1 – Editeurs, E. Bavoux et A. François. (G.A.)

 

 

 

 

 

à M. L’abbé Arnaud.

 

A Ferney, 1er Juin 1771.

 

 

          Il y avait longtemps, monsieur, que nous étions confrères. Nous avions souvent pensé de même dans la Gazette étrangère (1), et je pense absolument comme vous sur tout ce que vous dites des langues dans votre discours (2) aussi utile que sage et éloquent.

 

          Il est très vrai que notre langue s’est formée très tard, et que cet édifice n’est bâti qu’avec des débris. Voilà pourquoi Racine et Boileau, qui ont fait un palais régulier, sont des hommes admirables : aussi on fait à présent en Angleterre une nouvelle édition magnifique de Boileau, et on n’en fera jamais de Bourdaloue ni de Massillon. Soyez très sûr que si on parle aujourd’hui français à Moscou et à Copenhague, ce n’est pas à Pascal même quand on en a l’obligation.

 

          Notre droguet ne vaut pas le velours d’Athènes, mais on l’a si bien brodé qu’il est à la mode dans toute l’Europe.
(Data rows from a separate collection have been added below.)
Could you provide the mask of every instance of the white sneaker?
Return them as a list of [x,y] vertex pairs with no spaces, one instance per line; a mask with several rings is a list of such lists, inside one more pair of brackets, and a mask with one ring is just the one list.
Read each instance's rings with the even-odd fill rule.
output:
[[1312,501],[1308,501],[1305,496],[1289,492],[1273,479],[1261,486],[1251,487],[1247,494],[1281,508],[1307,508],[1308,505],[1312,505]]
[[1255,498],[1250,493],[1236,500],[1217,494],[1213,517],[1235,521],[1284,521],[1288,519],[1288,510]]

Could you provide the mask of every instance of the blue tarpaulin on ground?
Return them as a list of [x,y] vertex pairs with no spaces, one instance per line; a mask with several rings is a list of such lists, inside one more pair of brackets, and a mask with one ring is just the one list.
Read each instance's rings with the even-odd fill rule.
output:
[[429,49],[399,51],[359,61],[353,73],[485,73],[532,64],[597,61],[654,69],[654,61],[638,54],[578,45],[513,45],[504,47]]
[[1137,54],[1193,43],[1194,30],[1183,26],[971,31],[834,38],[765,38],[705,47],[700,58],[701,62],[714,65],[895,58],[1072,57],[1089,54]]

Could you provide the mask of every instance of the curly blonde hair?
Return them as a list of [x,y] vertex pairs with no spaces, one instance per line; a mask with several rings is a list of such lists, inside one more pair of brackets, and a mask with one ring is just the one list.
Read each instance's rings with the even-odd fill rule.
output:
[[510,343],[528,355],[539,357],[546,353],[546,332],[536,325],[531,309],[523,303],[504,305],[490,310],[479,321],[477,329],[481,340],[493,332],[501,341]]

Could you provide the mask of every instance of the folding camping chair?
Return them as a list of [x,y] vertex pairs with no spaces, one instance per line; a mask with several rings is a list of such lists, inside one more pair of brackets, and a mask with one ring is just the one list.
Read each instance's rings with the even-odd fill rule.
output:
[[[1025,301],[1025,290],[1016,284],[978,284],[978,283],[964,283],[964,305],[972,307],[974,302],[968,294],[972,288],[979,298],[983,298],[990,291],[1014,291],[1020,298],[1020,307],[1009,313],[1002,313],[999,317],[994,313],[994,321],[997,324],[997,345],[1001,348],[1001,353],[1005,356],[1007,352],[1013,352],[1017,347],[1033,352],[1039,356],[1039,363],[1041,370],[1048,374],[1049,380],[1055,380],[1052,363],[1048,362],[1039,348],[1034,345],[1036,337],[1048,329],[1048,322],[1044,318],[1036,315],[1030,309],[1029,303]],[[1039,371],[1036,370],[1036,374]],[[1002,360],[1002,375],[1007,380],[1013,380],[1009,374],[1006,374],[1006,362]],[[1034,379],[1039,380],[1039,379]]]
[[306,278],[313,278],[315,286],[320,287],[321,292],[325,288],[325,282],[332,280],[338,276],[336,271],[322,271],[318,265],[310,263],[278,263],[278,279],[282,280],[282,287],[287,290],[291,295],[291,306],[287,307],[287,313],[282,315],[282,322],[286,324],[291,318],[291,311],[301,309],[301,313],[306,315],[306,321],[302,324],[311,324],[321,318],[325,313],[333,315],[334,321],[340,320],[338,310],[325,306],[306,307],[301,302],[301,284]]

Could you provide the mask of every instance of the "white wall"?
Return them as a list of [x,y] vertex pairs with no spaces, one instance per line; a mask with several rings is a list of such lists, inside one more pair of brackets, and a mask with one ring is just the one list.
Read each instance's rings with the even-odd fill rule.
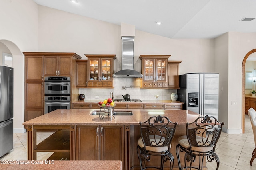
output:
[[0,42],[13,56],[14,128],[24,131],[23,51],[38,50],[38,6],[32,0],[0,1]]

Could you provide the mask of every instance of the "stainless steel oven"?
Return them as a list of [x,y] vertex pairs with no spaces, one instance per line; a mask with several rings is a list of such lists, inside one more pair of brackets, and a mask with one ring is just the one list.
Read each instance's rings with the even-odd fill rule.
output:
[[45,77],[44,96],[70,96],[70,77]]
[[70,96],[44,96],[44,114],[57,109],[70,109]]

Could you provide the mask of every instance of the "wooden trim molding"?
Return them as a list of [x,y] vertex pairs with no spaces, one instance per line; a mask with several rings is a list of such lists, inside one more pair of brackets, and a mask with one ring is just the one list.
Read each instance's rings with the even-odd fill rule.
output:
[[256,49],[250,51],[244,57],[244,60],[243,61],[243,63],[242,65],[242,133],[244,133],[244,128],[245,128],[245,94],[244,94],[245,87],[245,63],[246,61],[247,58],[252,53],[256,52]]

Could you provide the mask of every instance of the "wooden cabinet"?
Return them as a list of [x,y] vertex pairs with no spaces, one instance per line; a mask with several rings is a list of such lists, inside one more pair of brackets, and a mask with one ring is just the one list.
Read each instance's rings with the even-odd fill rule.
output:
[[85,55],[88,58],[87,88],[112,88],[115,55]]
[[72,76],[72,60],[80,58],[73,53],[45,54],[44,76]]
[[141,88],[168,88],[168,62],[170,55],[140,55],[143,78]]
[[42,55],[34,55],[33,53],[24,53],[25,55],[26,121],[44,114],[44,62]]
[[87,60],[76,60],[76,87],[86,88],[87,82]]
[[144,104],[144,109],[164,109],[164,104]]
[[124,125],[77,125],[76,160],[121,160],[126,169],[124,129]]
[[[250,108],[250,98],[245,97],[245,113],[248,113],[247,111]],[[253,105],[253,103],[252,103],[252,105]]]
[[166,104],[164,106],[165,110],[182,110],[182,104]]
[[169,89],[179,89],[180,63],[182,61],[168,61],[168,87]]
[[[73,60],[81,57],[74,53],[23,54],[25,66],[25,121],[27,121],[44,114],[44,76],[72,76],[72,64],[75,63]],[[56,71],[57,70],[60,71]]]

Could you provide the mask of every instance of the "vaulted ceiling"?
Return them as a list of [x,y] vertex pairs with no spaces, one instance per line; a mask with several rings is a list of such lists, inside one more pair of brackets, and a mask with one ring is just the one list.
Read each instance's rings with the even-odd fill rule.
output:
[[[254,0],[33,0],[39,5],[171,38],[255,32]],[[156,21],[162,23],[156,24]]]

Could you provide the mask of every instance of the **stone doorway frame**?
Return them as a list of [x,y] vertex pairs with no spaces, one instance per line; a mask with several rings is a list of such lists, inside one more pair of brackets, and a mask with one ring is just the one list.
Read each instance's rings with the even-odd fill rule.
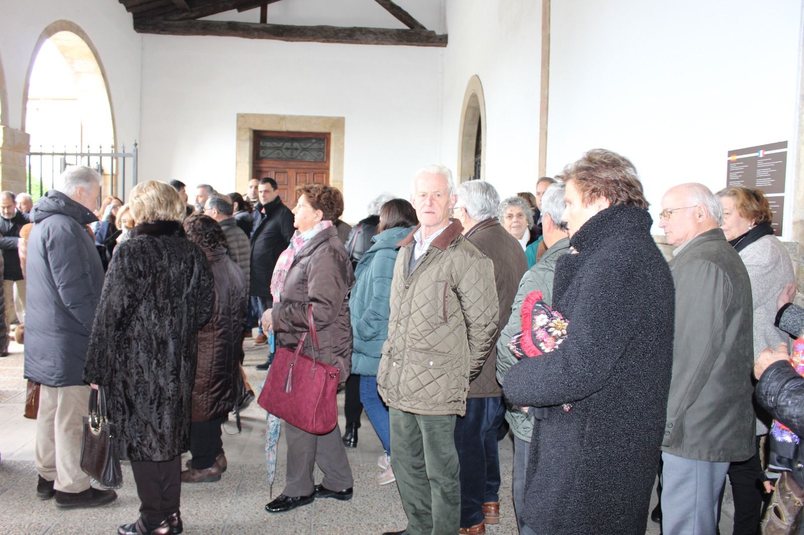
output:
[[245,191],[252,178],[254,131],[312,132],[330,134],[330,185],[343,193],[345,117],[314,115],[238,113],[235,190]]

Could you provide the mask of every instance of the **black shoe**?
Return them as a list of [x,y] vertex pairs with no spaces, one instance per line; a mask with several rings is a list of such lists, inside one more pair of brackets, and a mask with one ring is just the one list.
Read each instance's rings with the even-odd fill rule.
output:
[[350,487],[342,491],[330,491],[324,485],[316,485],[314,494],[315,494],[316,498],[334,498],[335,500],[346,501],[351,500],[352,488]]
[[184,525],[182,524],[182,513],[176,511],[172,515],[168,515],[165,521],[170,526],[171,535],[178,535],[184,531]]
[[265,510],[269,513],[284,513],[295,509],[297,507],[311,504],[314,500],[315,500],[314,492],[310,496],[300,496],[297,498],[291,498],[289,496],[280,494],[276,500],[265,505]]
[[117,499],[113,490],[100,490],[90,487],[83,492],[55,492],[55,506],[59,509],[77,509],[84,507],[105,505]]
[[662,504],[658,504],[656,505],[656,507],[654,508],[654,510],[650,512],[650,520],[652,520],[654,522],[656,522],[656,524],[661,524],[662,523]]
[[54,481],[48,481],[41,476],[39,476],[39,480],[36,483],[36,497],[39,500],[50,500],[55,496],[55,491],[53,489]]
[[163,520],[159,525],[151,529],[146,525],[142,518],[138,518],[133,524],[124,524],[117,528],[117,535],[170,535],[172,533],[167,519]]
[[347,423],[347,432],[343,434],[343,445],[347,447],[357,447],[358,423]]

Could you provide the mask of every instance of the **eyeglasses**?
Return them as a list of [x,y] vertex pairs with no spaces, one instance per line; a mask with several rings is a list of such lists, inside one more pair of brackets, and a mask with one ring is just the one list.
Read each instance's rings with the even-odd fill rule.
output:
[[694,205],[692,206],[682,206],[681,208],[668,208],[667,210],[662,210],[658,213],[659,220],[662,219],[670,219],[670,216],[679,211],[679,210],[687,210],[687,208],[695,208],[698,205]]

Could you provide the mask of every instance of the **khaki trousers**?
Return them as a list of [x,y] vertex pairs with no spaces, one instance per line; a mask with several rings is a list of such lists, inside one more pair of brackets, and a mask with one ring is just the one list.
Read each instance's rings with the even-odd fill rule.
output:
[[53,388],[42,385],[36,417],[36,471],[63,492],[89,488],[81,470],[84,416],[88,415],[89,386]]

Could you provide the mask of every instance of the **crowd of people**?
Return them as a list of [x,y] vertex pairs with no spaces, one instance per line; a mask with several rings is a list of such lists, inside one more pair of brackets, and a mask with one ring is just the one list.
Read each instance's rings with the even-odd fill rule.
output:
[[200,184],[191,202],[178,181],[140,183],[125,203],[100,185],[73,166],[35,204],[0,193],[0,349],[24,336],[25,377],[41,385],[36,494],[57,508],[117,497],[79,463],[104,389],[141,501],[118,533],[182,533],[182,484],[221,479],[221,426],[255,398],[247,338],[266,347],[258,369],[301,344],[346,390],[343,435],[285,422],[269,513],[352,498],[346,448],[363,410],[384,450],[376,482],[396,483],[408,517],[384,535],[497,524],[509,427],[522,535],[642,535],[657,474],[665,535],[717,533],[727,475],[734,533],[755,534],[768,493],[804,484],[804,453],[761,447],[773,418],[804,432],[786,345],[804,310],[758,190],[669,189],[668,263],[634,165],[604,149],[503,200],[424,167],[410,202],[384,194],[354,227],[327,185],[298,186],[292,210],[270,178],[245,194]]

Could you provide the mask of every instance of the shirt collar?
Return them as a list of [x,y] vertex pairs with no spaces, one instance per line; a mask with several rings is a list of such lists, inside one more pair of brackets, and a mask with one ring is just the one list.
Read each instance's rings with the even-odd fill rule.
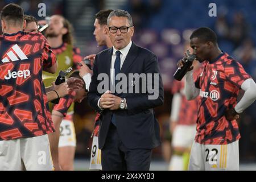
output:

Vous savez que tous les gens de lettres apprennent aujourd’hui l’anglais, langue plus irrégulière que la nôtre, beaucoup  plus dure et plus difficile à prononcer ; et ce n’est que depuis Pope qu’on apprend l’anglais.

 

          Dieu me garde de n’être que le cousin du meilleur de mes frères, dont j’ambitionne l’estime et l’amitié plus que le titre de cousin du roi ! Je vous donnerai du respect dans cette première lettre ; mais si les maux qui m’accablent me permettent encore de vous écrire, je bannirai les cérémonies qui ne conviennent pas aux philosophes.